In attempting to return, when the wind was blowing a perfect gale and the atmosphere filled with snow, they were unable to manage the boat, which drifted into the surf amid floating ice, and a tremendous sea running at the time, the boat was upset. All those on board succeeded in getting hold of the bottom of the boat.
At this moment Capt. Malcolm Bronson, who witnessed the catastrophe from the lower dock on the west side, immediately procured a boat, and three resolute men to man her, and proceeded to the rescue of those in the water. After a desperate struggle with the sea and ice, they reached Capt. Freeman's boat. which had drifted into the jaws of the piers, and succeeded with much difficulty and at great hazard to their own lives, in saving Capt. Freeman and his men at the moment they were exhausted and giving up. Their rescue under the circumstances, and the escape of all was a most remarkable achievement, for which Capt. Bronson and his associates are entitled to the highest credit.

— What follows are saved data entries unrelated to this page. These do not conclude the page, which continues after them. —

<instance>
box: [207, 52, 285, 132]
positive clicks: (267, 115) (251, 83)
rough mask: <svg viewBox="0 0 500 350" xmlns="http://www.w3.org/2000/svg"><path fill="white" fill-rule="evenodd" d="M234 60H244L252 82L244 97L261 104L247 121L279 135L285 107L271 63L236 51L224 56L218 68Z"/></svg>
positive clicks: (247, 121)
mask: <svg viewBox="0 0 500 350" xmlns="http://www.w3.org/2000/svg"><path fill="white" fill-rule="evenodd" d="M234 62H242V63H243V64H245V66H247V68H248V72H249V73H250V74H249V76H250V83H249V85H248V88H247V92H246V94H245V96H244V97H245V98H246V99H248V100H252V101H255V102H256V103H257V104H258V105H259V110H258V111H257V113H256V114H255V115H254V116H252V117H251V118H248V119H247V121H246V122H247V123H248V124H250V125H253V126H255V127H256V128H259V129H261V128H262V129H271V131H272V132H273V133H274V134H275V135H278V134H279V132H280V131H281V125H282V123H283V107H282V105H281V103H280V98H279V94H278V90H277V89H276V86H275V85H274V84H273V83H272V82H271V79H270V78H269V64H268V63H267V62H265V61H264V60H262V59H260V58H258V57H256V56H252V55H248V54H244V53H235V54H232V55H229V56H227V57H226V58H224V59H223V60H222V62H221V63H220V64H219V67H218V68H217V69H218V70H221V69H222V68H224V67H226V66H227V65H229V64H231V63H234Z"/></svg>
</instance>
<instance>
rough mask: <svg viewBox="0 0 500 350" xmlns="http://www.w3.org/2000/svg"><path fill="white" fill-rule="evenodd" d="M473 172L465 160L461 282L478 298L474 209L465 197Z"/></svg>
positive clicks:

We understand some manifestation of public gratitude to Capt. Bronson and his men is contemplated. Certainly such achievements as theirs are worthy of the highest encouragement. Capt. Freeman and his men were more or less frozen when they reached the shore, as were also Capt. Bronson and his men. Capt. Freeman, who is an aged and most worthy man, was speechless and senseless, and for some time his life was despaired for. It is now thought they will all recover.